Er respektierte es, dass sie tatsächlich über die Antwort nachdachte.
»Ich wünschte, ich könnte Ja sagen.« Sie hob den Kopf und sah ihn an. Das Feuer war aus ihren Augen verschwunden. »Aber nein, nein, ich würde es nicht tun und ich weiß einfach nicht, weshalb.«
Franz-Josef brachte das Pferd zum Stehen. »Weil du mich liebst?«, fragte er leise.
Sie sagte nichts und legte nur stumm den Kopf an seine Schulter.

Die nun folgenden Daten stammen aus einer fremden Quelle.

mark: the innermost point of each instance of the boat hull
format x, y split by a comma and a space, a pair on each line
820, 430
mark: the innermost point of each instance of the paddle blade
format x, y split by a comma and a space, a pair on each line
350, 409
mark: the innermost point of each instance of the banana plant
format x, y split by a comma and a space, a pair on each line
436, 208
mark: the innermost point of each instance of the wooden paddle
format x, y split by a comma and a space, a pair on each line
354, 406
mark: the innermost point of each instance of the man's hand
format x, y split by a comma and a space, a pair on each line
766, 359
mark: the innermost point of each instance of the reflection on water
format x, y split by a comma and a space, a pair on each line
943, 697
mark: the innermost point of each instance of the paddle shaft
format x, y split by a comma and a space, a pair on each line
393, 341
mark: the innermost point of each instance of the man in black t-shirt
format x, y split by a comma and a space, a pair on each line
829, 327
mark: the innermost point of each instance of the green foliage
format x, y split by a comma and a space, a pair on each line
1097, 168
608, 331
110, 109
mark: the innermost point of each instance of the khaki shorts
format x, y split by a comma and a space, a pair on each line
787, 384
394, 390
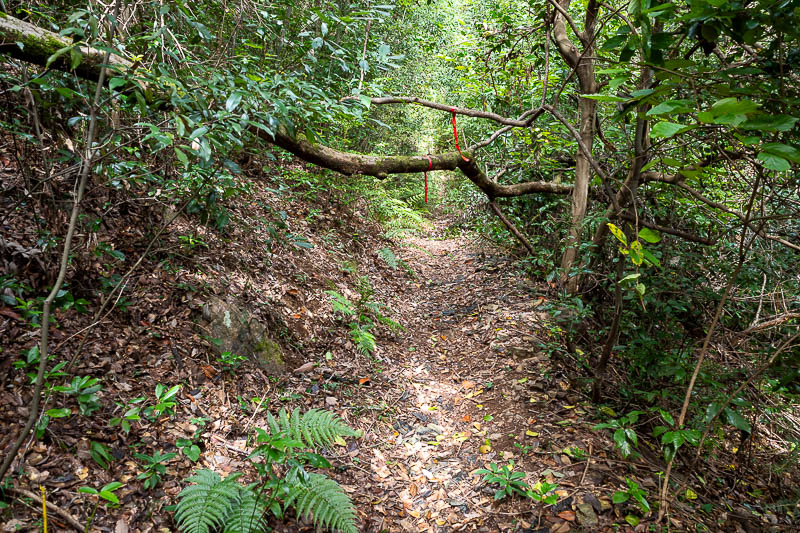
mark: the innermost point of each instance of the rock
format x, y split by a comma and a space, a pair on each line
586, 516
233, 330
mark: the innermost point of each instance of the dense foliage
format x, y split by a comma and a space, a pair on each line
674, 257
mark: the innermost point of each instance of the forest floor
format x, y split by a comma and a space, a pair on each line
473, 378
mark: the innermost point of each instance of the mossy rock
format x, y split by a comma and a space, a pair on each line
232, 329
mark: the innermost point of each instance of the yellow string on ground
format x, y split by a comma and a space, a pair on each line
44, 509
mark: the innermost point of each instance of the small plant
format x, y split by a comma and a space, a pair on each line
165, 402
191, 242
632, 492
131, 414
211, 503
85, 390
541, 492
231, 361
624, 435
509, 482
189, 449
101, 454
106, 493
362, 338
388, 257
154, 466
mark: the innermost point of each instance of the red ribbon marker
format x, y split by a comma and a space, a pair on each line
455, 133
430, 166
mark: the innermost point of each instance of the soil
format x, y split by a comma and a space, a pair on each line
474, 378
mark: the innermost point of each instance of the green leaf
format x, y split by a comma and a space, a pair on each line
773, 162
671, 107
75, 57
785, 151
770, 123
732, 106
181, 156
737, 420
233, 101
646, 234
633, 520
667, 129
60, 52
618, 233
604, 98
620, 497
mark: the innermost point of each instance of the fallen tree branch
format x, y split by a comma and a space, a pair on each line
519, 122
38, 45
776, 321
68, 518
83, 178
511, 227
671, 231
381, 166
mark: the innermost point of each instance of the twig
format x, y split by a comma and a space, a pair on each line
588, 462
68, 518
511, 227
33, 411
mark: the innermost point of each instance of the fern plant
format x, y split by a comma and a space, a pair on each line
367, 313
388, 257
362, 338
214, 504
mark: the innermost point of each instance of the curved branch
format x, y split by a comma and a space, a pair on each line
38, 45
519, 122
381, 166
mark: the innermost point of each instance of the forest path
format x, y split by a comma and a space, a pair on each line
466, 385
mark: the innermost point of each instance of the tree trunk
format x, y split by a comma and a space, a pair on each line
583, 65
32, 44
580, 192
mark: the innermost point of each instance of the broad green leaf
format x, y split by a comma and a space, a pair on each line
770, 123
671, 106
773, 162
630, 277
620, 497
732, 106
782, 150
604, 98
181, 156
233, 101
712, 410
618, 233
648, 235
640, 289
75, 57
737, 420
667, 129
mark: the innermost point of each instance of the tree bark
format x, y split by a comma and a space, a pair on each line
381, 166
583, 64
22, 40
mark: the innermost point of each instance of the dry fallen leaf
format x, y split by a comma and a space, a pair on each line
304, 367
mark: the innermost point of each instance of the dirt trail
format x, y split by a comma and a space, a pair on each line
467, 385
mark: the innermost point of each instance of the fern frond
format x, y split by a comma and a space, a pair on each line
324, 500
388, 256
205, 505
363, 339
313, 428
247, 514
340, 304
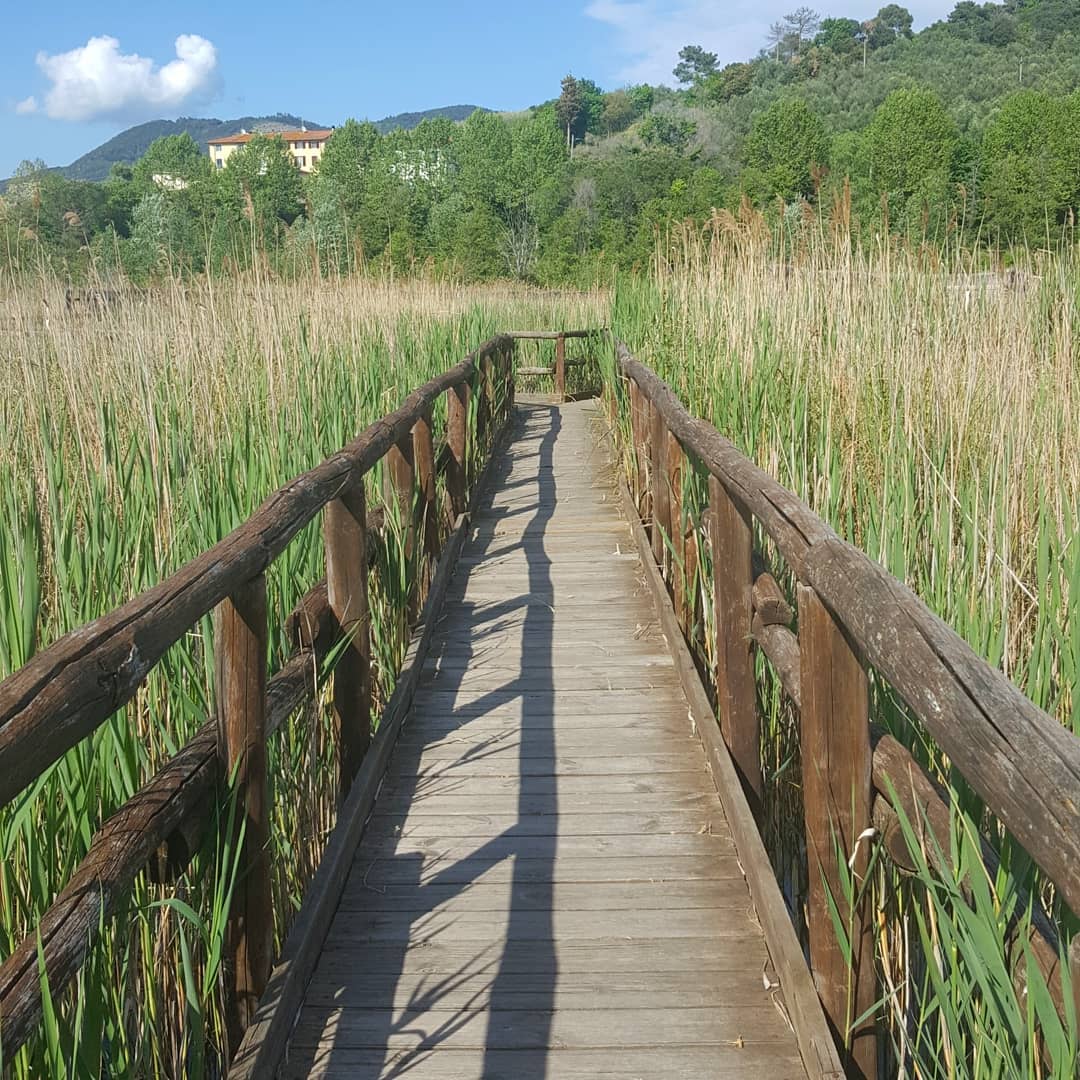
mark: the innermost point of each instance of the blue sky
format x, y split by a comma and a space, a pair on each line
76, 73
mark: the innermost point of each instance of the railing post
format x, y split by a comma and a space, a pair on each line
240, 670
345, 531
561, 367
837, 799
401, 467
637, 412
509, 374
457, 434
675, 461
732, 542
661, 504
423, 453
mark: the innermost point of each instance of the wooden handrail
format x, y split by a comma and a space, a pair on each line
1022, 761
852, 616
66, 691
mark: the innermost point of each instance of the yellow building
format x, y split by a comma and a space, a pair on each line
306, 146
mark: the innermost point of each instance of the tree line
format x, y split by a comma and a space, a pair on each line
939, 137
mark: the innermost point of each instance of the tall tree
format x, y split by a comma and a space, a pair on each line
694, 65
802, 25
568, 107
910, 144
785, 148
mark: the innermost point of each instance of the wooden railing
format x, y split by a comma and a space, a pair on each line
853, 619
70, 688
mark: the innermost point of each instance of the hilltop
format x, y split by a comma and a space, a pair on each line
130, 145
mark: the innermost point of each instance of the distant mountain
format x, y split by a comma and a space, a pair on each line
130, 145
410, 120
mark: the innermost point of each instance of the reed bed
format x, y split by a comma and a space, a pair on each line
931, 413
140, 427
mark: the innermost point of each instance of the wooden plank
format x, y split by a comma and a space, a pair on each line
1024, 764
528, 993
346, 540
494, 763
570, 896
607, 957
240, 672
836, 795
732, 542
523, 1030
508, 801
576, 743
516, 926
439, 1063
457, 435
819, 1053
510, 845
379, 872
581, 677
118, 852
667, 784
265, 1039
68, 689
417, 822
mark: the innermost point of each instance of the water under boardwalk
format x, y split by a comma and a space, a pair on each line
548, 887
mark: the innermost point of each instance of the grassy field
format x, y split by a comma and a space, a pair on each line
136, 436
932, 416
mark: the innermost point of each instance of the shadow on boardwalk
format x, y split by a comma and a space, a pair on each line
489, 986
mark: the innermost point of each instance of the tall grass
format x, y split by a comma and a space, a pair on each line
931, 415
136, 435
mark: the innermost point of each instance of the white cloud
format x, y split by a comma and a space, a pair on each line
648, 34
96, 81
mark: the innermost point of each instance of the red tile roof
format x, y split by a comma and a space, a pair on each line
315, 135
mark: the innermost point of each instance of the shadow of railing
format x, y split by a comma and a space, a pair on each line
401, 991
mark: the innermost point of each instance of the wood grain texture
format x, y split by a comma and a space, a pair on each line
732, 543
547, 824
817, 1048
266, 1039
346, 541
68, 689
836, 796
240, 673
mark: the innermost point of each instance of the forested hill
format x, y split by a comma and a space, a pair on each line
967, 132
130, 145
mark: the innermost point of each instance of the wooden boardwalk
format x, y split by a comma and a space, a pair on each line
548, 887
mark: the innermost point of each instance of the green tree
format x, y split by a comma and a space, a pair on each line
345, 160
890, 24
568, 107
730, 81
170, 164
265, 178
661, 129
801, 25
785, 149
840, 36
909, 139
1031, 165
694, 65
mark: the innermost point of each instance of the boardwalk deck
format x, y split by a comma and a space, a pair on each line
548, 887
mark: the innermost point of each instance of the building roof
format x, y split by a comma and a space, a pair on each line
314, 133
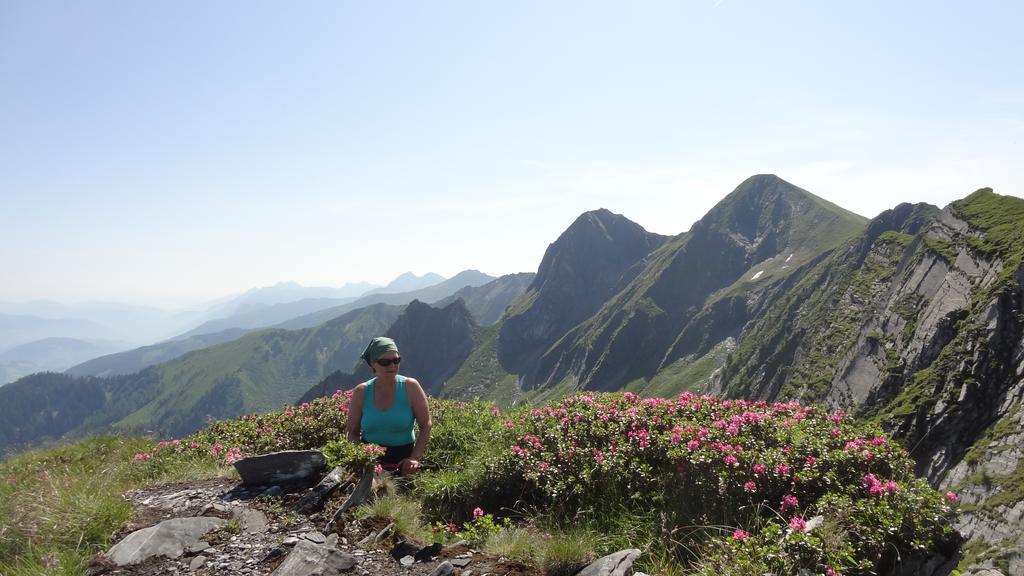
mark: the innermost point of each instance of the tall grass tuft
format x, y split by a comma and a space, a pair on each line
59, 506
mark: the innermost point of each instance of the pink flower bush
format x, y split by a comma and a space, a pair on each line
798, 524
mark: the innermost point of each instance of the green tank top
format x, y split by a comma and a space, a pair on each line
392, 426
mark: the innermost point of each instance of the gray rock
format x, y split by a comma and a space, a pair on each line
443, 569
282, 467
403, 548
307, 559
315, 537
251, 521
313, 500
169, 538
619, 564
385, 532
198, 547
428, 552
271, 492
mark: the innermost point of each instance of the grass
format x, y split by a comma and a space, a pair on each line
403, 511
59, 506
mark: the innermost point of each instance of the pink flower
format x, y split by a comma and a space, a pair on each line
798, 524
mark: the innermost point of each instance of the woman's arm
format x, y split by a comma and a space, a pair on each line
355, 413
418, 401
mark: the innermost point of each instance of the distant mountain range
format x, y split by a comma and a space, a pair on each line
912, 319
49, 355
236, 326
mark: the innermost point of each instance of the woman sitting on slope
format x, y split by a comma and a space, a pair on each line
384, 408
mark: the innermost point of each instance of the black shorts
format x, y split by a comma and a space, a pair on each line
394, 454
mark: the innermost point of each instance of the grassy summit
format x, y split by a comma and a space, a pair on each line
702, 486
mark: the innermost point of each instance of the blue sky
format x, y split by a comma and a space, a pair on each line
171, 153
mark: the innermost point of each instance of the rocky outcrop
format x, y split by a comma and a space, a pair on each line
290, 466
219, 528
697, 289
594, 258
920, 325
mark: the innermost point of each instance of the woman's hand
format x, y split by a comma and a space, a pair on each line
409, 465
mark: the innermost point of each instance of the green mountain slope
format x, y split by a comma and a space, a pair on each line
698, 288
429, 294
918, 324
135, 360
488, 302
598, 254
434, 342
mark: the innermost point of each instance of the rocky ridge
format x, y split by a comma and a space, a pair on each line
221, 526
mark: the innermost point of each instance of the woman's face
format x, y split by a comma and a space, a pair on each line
388, 358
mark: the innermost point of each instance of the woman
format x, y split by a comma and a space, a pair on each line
383, 409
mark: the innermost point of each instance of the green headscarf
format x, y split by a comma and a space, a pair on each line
377, 347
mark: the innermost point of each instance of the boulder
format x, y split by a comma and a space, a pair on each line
307, 559
290, 466
169, 538
619, 564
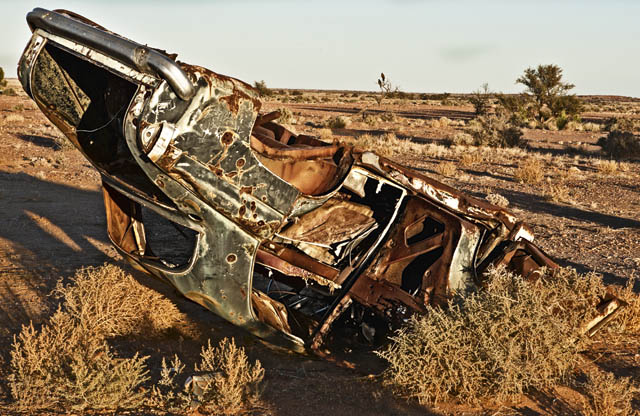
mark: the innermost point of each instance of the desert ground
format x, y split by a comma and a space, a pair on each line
583, 208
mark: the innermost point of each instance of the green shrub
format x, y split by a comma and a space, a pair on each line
508, 338
620, 144
549, 92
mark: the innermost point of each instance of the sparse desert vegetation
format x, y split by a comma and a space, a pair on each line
116, 344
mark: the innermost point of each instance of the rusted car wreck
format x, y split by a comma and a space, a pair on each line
281, 234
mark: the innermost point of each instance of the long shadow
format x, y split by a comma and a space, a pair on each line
537, 203
42, 141
48, 231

Als der Morgen nahte, suchten sie Unterschlupf in einer leeren Scheune. Franz-Josef deckte Sissi mit Stroh zu, damit es sie wärmte, er selbst legte sich ein Stück von ihr entfernt auf den Boden. Er war erschöpft, aber wenn er die Augen schloss, drehten sich seine Gedanken wie wild im Kreis. Was würde Edgar tun, wenn er in den Palast zurückkehrte, was Sissi?
»Kannst du nicht schlafen?«, erkundigte sie sich auf einmal, gedämpft durch das Stroh.
»Nein.«
Sie zögerte. »Willst du zu mir kommen?«, fragte sie dann unsicher.
Franz-Josef setzte sich ruckartig auf. Das Stroh raschelte, als er sich neben sie legte.
»Hast du je …?«, begann sie, aber er verschloss ihren Mund mit einem Kuss.
Und wieder röhrte irgendwo in der Ferne ein Hirsch.